Monday, April 11, 2011

Ch-ch-change.

I'm having kind of a hard time adjusting to the changes that I want to make. I'm thinking that instead of being active on this blog, I should either start blogging more on my sparkpeople page, or that I should start a new blog altogether. I mean, technically I don't even know if I'm the only one reading what I'm writing even?

This week is kind of sad. I finish my classes, and I'm finding that this semester I have a lot of regret. I didn't do nearly as well as I should've, nor as well as I know I could've done. My teachers were incredible and I feel like in a lot of ways I just took advantage of who they are. They really wanted me to succeed and I feel like I just took advantage of everything they had to offer me. I didn't go to class today, and it was the last opportunity to enjoy my favourite teacher in one of the classes. Next semester I'm not going to have him, and he really did inspire me to do better. I do feel like I failed, just because I didn't do as well as I could've this semester.

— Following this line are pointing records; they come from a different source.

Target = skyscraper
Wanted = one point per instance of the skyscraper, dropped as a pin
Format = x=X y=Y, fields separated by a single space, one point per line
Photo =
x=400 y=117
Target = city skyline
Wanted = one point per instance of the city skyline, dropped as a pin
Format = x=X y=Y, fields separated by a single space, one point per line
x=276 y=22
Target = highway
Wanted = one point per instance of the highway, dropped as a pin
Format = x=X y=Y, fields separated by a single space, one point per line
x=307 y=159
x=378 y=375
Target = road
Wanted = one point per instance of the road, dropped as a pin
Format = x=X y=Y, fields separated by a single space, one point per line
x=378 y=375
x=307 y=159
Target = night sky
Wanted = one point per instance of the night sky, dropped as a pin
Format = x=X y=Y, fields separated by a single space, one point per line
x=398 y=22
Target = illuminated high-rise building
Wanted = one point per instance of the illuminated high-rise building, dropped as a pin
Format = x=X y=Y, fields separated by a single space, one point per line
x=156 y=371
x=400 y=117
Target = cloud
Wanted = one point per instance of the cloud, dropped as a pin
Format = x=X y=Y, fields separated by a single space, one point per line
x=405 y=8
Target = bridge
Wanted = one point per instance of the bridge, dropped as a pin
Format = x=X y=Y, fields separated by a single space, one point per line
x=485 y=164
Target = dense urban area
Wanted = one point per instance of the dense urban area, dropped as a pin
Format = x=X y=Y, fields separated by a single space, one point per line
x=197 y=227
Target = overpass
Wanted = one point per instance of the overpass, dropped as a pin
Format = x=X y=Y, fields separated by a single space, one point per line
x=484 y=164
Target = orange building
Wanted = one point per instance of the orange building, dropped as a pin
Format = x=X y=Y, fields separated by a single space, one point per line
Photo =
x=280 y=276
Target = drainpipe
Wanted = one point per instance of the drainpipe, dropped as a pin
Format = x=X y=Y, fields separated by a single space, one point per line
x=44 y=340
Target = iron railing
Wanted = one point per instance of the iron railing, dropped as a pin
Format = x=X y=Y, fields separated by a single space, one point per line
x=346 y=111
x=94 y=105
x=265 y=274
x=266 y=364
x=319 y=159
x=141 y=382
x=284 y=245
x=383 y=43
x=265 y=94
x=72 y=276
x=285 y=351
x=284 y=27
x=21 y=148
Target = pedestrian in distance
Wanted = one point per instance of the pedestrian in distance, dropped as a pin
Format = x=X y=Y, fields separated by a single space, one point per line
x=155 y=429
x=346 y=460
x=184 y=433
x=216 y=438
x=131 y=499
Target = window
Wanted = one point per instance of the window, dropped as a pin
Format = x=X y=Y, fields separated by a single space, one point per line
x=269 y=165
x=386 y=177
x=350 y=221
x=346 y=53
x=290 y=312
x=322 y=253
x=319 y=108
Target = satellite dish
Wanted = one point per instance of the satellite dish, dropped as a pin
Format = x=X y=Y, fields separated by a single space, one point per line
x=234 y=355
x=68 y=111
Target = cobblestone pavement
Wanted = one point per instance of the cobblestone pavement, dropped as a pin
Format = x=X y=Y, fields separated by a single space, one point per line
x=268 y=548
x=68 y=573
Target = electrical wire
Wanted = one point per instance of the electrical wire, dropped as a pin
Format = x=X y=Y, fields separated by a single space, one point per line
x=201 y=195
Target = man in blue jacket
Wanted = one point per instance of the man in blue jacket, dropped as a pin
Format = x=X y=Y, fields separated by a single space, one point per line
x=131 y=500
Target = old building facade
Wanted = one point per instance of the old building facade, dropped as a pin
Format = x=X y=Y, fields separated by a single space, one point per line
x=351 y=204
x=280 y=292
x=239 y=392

That being said, next semester is going to be a lot better. I didn't fail this semester, and I don't believe I've completely failed any of my courses. You know what that means?

I'll have another chance.

My other goals are in line so that I'll have many different chances at many different things. The scary part is that sometimes there's not opportunity for second chances. It's hard to change, but I do not want my life to be like this past semester. I do not want to look back on it and think that I could've done better. There's always things that could be better, but knowing that I could've changed my own outcome... that's the worst feeling in the world.

I have a long way to go. I think most importantly right now is the fact that I have a boyfriend who loves me every step of the way. He's supportive and loving, and so wonderful. I know that I talk about him a lot, but in a lot of ways he amazes me in each and every way. Especially when I'm going through rough transitional points like this. I am the luckiest girl.

1 comment:

  1. I read! I read every post you make. I'm just not a very good commenter(is that even a word?) Please keep letting me read your thoughts. :-) You always give me something to ponder.